Nach einer Weile des Quirlens begannen sich die milchigen Extrakte der Bäume und Kräuter mit den Wassern des Ozeans zu vermischen. Und die Himmlischen wurden unsterblich, als sie das Wasser tranken, welches sich mit diesen flüssigen Essenzen aus den Pflanzen verbunden hatte und ähnliche Eigenschaften wie Amrit besaß, so als hätte man die kostbare Essenz aus Gold herausgewaschen. Und allmählich wandelte sich, kraft dieser weißen Säfte, das gequirlte milchige Wasser der Tiefe zu geklärter Butter. Doch das Amrit selbst erschien noch nicht. Da traten die Götter von den segenspendenden, auf seinem Sitz ruhenden Brahma und sagten: „Herr, wir sind erschöpft. Wir haben keine Kraft mehr, um weiterzuquirlen. Das Amrit ist noch nicht erschienen, und außer Narayana (Vishnu) haben wir und auch die Dämonen keine Kraft mehr.“ Da sprach Brahma zu Narayana: „Oh Herr, geruhe, den Göttern Stärke zu schenken, damit sie erfrischt weiterrühren können.“ Narayana willigte in die Erfüllung ihrer Gebete ein und sprach: „Ihr Weisen, ich gewähre euch genügend Kraft. Geht, setzt den Berg an seinen Platz und quirlt die Wasser.“ Gesagt, getan.

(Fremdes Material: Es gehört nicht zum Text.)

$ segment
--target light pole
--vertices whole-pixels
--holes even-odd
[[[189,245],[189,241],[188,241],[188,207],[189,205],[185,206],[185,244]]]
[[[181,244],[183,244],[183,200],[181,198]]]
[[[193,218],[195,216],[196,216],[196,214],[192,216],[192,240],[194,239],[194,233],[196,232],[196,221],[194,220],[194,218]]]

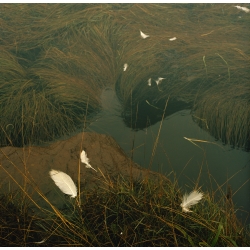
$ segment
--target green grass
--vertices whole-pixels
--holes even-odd
[[[249,232],[225,196],[215,201],[205,192],[193,212],[184,213],[177,185],[157,178],[106,176],[102,188],[82,192],[81,206],[68,199],[64,210],[41,208],[39,215],[20,193],[1,195],[1,246],[249,246]]]

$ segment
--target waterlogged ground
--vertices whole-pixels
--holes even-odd
[[[111,135],[127,155],[144,168],[161,171],[172,179],[175,174],[183,191],[201,187],[219,196],[220,190],[226,193],[230,185],[237,215],[245,221],[250,208],[249,153],[216,141],[197,126],[190,110],[176,112],[164,119],[155,147],[160,121],[144,130],[132,131],[125,126],[121,105],[111,89],[103,91],[102,106],[103,110],[88,131]],[[184,137],[193,139],[193,143]]]

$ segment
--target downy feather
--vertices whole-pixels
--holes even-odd
[[[77,196],[77,187],[69,175],[54,169],[49,174],[63,193],[70,195],[71,198]]]
[[[86,168],[92,168],[93,170],[95,170],[89,163],[89,158],[87,157],[87,154],[86,152],[83,150],[81,155],[80,155],[80,158],[81,158],[81,162],[86,164]],[[96,171],[96,170],[95,170]],[[96,171],[97,172],[97,171]]]
[[[195,204],[197,204],[203,197],[203,193],[198,191],[193,191],[190,194],[183,195],[181,207],[183,212],[192,212],[189,208]]]

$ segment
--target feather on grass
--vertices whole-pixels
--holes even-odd
[[[71,198],[77,196],[77,187],[69,175],[54,169],[49,174],[63,193],[70,195]]]
[[[189,210],[189,208],[195,204],[197,204],[203,197],[203,193],[198,192],[198,191],[192,191],[190,194],[185,194],[183,195],[181,207],[182,211],[187,213],[187,212],[192,212]]]

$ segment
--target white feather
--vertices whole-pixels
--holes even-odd
[[[176,37],[172,37],[172,38],[169,38],[169,41],[174,41],[176,39],[177,39]]]
[[[192,212],[189,208],[197,204],[203,197],[203,193],[198,191],[193,191],[190,194],[185,194],[182,199],[181,207],[183,212]]]
[[[166,78],[158,77],[158,79],[155,80],[156,84],[159,85],[163,79],[166,79]]]
[[[148,86],[151,86],[151,78],[148,79]]]
[[[125,64],[124,64],[124,66],[123,66],[123,71],[126,71],[126,70],[127,70],[127,68],[128,68],[128,64],[127,64],[127,63],[125,63]]]
[[[86,152],[85,152],[84,150],[82,151],[80,157],[81,157],[81,162],[84,163],[84,164],[86,164],[86,168],[92,168],[93,170],[95,170],[95,169],[90,165],[90,163],[89,163],[89,158],[87,157],[87,154],[86,154]],[[96,170],[95,170],[95,171],[96,171]],[[96,172],[97,172],[97,171],[96,171]]]
[[[149,37],[149,35],[144,34],[141,30],[140,30],[140,34],[141,34],[141,37],[142,37],[143,39]]]
[[[234,6],[234,7],[236,7],[236,8],[239,9],[239,10],[243,10],[243,11],[245,11],[246,13],[250,12],[250,10],[249,10],[247,7],[241,7],[241,6],[239,6],[239,5],[236,5],[236,6]]]
[[[75,183],[72,181],[71,177],[64,172],[52,169],[50,172],[50,177],[55,182],[55,184],[60,188],[60,190],[74,198],[77,196],[77,188]]]

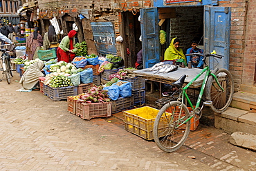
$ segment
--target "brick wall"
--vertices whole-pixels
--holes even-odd
[[[244,56],[245,52],[244,48],[246,40],[245,30],[246,30],[245,1],[244,0],[221,1],[219,5],[223,7],[231,7],[229,70],[233,77],[235,92],[240,90],[242,79],[243,82],[248,83],[248,79],[245,78],[243,74],[243,66],[244,66]],[[245,55],[246,58],[247,58],[246,56]],[[246,66],[244,68],[246,69]]]
[[[255,57],[256,57],[256,3],[249,0],[248,3],[246,33],[244,43],[244,57],[242,84],[254,86]]]

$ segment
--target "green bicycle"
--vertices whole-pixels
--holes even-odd
[[[234,82],[230,72],[226,69],[215,69],[212,72],[205,62],[207,57],[221,59],[223,56],[212,52],[205,54],[194,53],[186,55],[194,54],[203,57],[205,67],[185,87],[183,87],[183,85],[186,75],[183,75],[176,82],[172,83],[179,89],[179,95],[175,101],[166,101],[159,110],[154,123],[154,141],[160,149],[167,152],[178,150],[184,143],[190,133],[190,119],[193,117],[194,121],[199,119],[204,105],[210,106],[215,112],[221,113],[228,108],[233,97]],[[204,79],[194,106],[186,90],[205,72]],[[200,107],[205,89],[205,98],[208,101],[202,103]],[[185,100],[189,108],[185,104]],[[191,109],[191,112],[188,108]]]

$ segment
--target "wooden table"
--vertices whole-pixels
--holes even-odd
[[[181,68],[179,67],[177,70],[172,71],[169,73],[156,73],[156,71],[150,71],[151,68],[145,68],[139,70],[135,70],[134,72],[135,75],[138,77],[141,77],[143,79],[150,80],[156,82],[168,83],[170,84],[178,80],[182,75],[186,74],[187,77],[185,79],[184,85],[188,84],[190,81],[192,81],[200,72],[201,69],[198,68]],[[200,88],[203,83],[203,81],[205,77],[205,73],[203,73],[199,78],[197,79],[190,88]],[[160,97],[161,97],[161,84],[160,83]]]

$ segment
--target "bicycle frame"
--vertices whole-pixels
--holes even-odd
[[[200,93],[199,93],[199,97],[197,99],[197,101],[196,101],[196,105],[195,107],[194,108],[194,105],[192,105],[190,98],[188,97],[188,94],[186,92],[186,90],[198,79],[200,77],[200,76],[201,76],[204,72],[206,72],[205,73],[205,77],[203,79],[203,83],[202,83],[202,87],[200,90]],[[200,72],[199,74],[198,74],[192,80],[190,81],[190,82],[189,82],[184,88],[181,88],[181,90],[182,90],[182,98],[181,98],[181,103],[183,104],[184,104],[184,97],[185,98],[185,99],[187,100],[188,104],[190,105],[190,106],[192,108],[192,109],[193,110],[192,112],[190,112],[191,113],[193,113],[194,109],[196,109],[197,108],[199,107],[199,105],[200,105],[200,103],[201,103],[201,101],[202,99],[202,97],[203,97],[203,92],[204,92],[204,90],[205,90],[205,86],[206,86],[206,83],[207,83],[207,81],[209,78],[209,76],[211,75],[214,78],[214,80],[216,81],[217,85],[219,86],[219,88],[221,89],[221,90],[224,90],[224,89],[221,87],[221,86],[220,85],[220,83],[219,83],[217,79],[217,77],[215,76],[215,74],[214,74],[210,70],[210,68],[208,66],[206,66],[205,67],[205,68],[203,68],[201,72]],[[181,125],[184,124],[185,123],[188,122],[189,120],[190,120],[192,117],[194,117],[194,114],[193,113],[192,114],[191,114],[190,117],[189,117],[188,119],[186,119],[185,121],[183,121],[182,123],[179,123],[180,121],[183,120],[184,118],[186,118],[186,117],[180,117],[181,116],[181,113],[179,114],[179,117],[178,119],[178,121],[177,121],[177,125],[176,125],[176,128],[179,128],[180,127]]]

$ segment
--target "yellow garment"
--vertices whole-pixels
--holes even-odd
[[[181,48],[178,48],[178,49],[175,48],[174,45],[174,41],[176,37],[172,39],[171,43],[168,48],[166,49],[165,52],[165,60],[175,60],[175,59],[183,59],[185,61],[186,58],[185,54],[183,54],[183,51]],[[185,63],[186,65],[186,63]]]

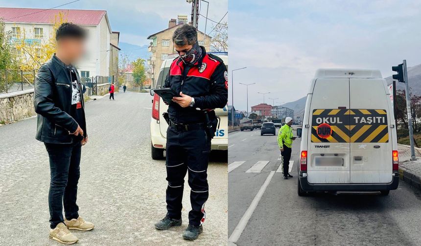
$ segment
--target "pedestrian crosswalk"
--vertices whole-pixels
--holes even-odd
[[[278,159],[278,161],[276,161],[276,165],[277,165],[277,169],[276,172],[277,173],[282,173],[282,165],[281,164],[281,158],[280,157]],[[246,173],[258,173],[262,172],[263,168],[265,168],[265,166],[267,166],[268,164],[270,163],[270,161],[258,161],[255,163],[252,166],[247,169],[247,170],[245,172]],[[242,165],[244,164],[249,164],[249,161],[237,161],[237,162],[234,162],[231,163],[228,165],[228,172],[231,172],[234,169],[237,168],[239,166],[241,166]],[[292,170],[292,167],[294,165],[294,161],[289,161],[289,166],[288,172],[290,172],[291,170]],[[272,171],[275,171],[272,170]]]

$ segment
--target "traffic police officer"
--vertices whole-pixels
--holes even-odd
[[[228,98],[228,73],[218,57],[199,45],[197,32],[184,24],[172,37],[179,55],[172,62],[165,87],[180,95],[173,98],[168,114],[166,143],[167,214],[155,224],[165,230],[181,225],[184,177],[188,172],[191,210],[185,239],[194,240],[202,231],[209,194],[208,163],[210,141],[218,123],[213,109],[223,108]]]

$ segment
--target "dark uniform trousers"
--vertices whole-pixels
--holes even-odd
[[[287,176],[289,170],[289,160],[291,159],[291,148],[283,145],[283,151],[281,152],[282,156],[282,171],[284,176]]]
[[[191,210],[189,224],[200,226],[205,222],[205,203],[209,196],[208,162],[210,139],[204,129],[178,131],[168,127],[166,144],[167,215],[181,218],[184,177],[188,172]]]

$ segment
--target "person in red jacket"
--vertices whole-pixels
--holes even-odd
[[[110,100],[111,100],[111,98],[113,98],[113,100],[114,100],[114,82],[113,82],[111,84],[111,86],[110,86]]]

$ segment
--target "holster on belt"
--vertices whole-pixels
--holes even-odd
[[[165,112],[163,113],[162,116],[165,119],[165,121],[166,122],[166,123],[169,125],[169,115],[168,114],[168,113]]]

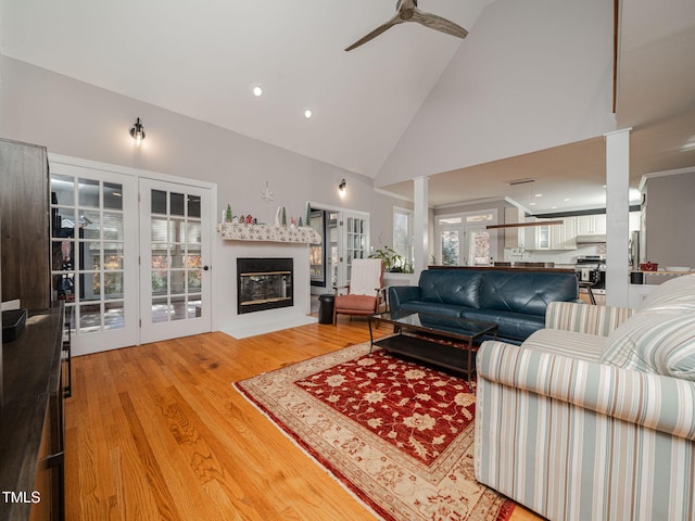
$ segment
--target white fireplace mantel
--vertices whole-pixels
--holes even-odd
[[[320,243],[321,237],[308,226],[267,226],[247,225],[240,223],[218,223],[217,232],[226,241],[264,241],[264,242],[295,242]]]

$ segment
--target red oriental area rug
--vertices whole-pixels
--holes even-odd
[[[359,344],[233,385],[382,519],[503,521],[515,508],[476,481],[464,379]]]

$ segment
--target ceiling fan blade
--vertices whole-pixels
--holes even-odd
[[[442,18],[441,16],[438,16],[435,14],[425,13],[419,9],[415,10],[415,13],[413,14],[413,17],[409,20],[409,22],[417,22],[425,27],[440,30],[457,38],[466,38],[468,36],[468,31],[460,25],[450,22],[446,18]]]
[[[345,49],[345,51],[352,51],[353,49],[362,46],[363,43],[368,42],[369,40],[376,38],[377,36],[379,36],[380,34],[384,33],[386,30],[390,29],[391,27],[393,27],[394,25],[397,24],[402,24],[403,21],[399,17],[399,15],[396,14],[394,17],[392,17],[389,22],[387,22],[383,25],[380,25],[379,27],[377,27],[376,29],[374,29],[371,33],[369,33],[367,36],[364,36],[362,38],[359,38],[357,41],[355,41],[352,46],[350,46],[349,48]]]

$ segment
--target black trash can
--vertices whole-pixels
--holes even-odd
[[[318,295],[318,323],[333,323],[334,305],[334,294],[324,293],[323,295]]]

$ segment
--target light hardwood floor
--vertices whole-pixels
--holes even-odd
[[[375,519],[231,387],[368,339],[364,320],[341,318],[75,358],[65,403],[66,519]],[[525,519],[538,518],[517,509],[513,520]]]

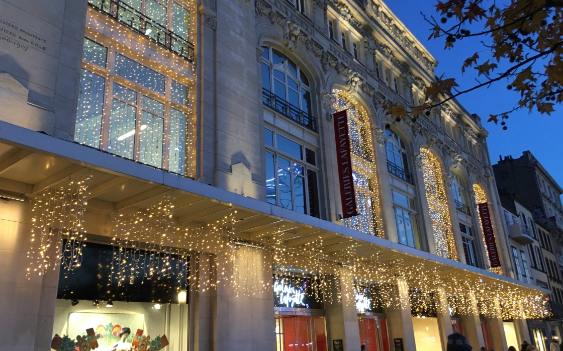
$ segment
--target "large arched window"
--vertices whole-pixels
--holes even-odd
[[[424,148],[421,148],[421,163],[430,211],[432,231],[436,242],[436,253],[457,261],[457,249],[444,186],[442,166],[436,155]]]
[[[275,48],[262,46],[262,100],[287,117],[314,131],[309,80],[297,64]]]
[[[385,131],[387,137],[387,171],[405,181],[413,184],[413,176],[409,172],[405,143],[391,130]]]
[[[346,219],[346,225],[382,237],[379,185],[368,114],[364,108],[347,93],[334,90],[333,94],[336,99],[336,110],[348,110],[352,176],[359,214]]]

Nach einer Weile des Quirlens tauchte der milde und glänzende Mond (Soma) mit tausend Strahlen aus dem Ozean auf. Danach erhob sich Lakshmi (die Göttin des Wohlstandes), ganz in weiß gekleidet und auf einem Lotus sitzend. Dann erschienen Sura Devi, die Göttin des Weines, und das gedankenschnelle Weiße Pferd Uchaisrava. Als nächstes erhob sich das himmlische Juwel Kaustubha, welches nun Narayanas Brust schmückt. Sie alle traten vor die hohen Götter. Und endlich erschien der göttliche Dhanvantari (Arzt der Götter) selbst mit einem weißen Gefäß voller Amrit in seiner Hand. Die Dämonen erhoben ein lautes Geschrei beim Anblick dieser Erscheinung und riefen: „Ihr habt schon alles genommen, dieser muß nun unser sein!“

Nach einer Weile kam der große Elefant Airavat herauf, mit seinem riesigen Körper und zwei Paaren weißer Stoßzähne. Indra, der Träger des Donners, nahm ihn für sich. Doch das Quirlen ging immer weiter und zum Schluß erschien das tödliche Gift Kalakuta. Es verschlang die Erde und brannte wie Feuer mit Rauch. Durch seinen gräßlichen Geruch waren die drei Welten völlig gelähmt. Auf Bitten Brahmas schluckte Shiva das Gift und rettete die Schöpfung. Der göttliche Maheshvara (Shiva) hielt es in seiner Kehle, und seither wird er auch Nilakantha, der Blaukehlige, genannt. Als sie alle diese wundervollen Dinge sahen, wurden die Dämonen von Verzweiflung geplagt, und zwischen den Dämonen und den Göttern erhob sich große Feindschaft, denn jeder wollte Lakshmi und Amrit besitzen. Doch Narayana rief seine bezaubernde Maya (Illusion) zu Hilfe, welche die Gestalt einer verlockenden Frau annahm und mit den Dämonen liebäugelte. Diese verloren aufgrund ihrer Schönheit und Anmut den Verstand und übergaben der schönen Dame einstimmig das Amrit.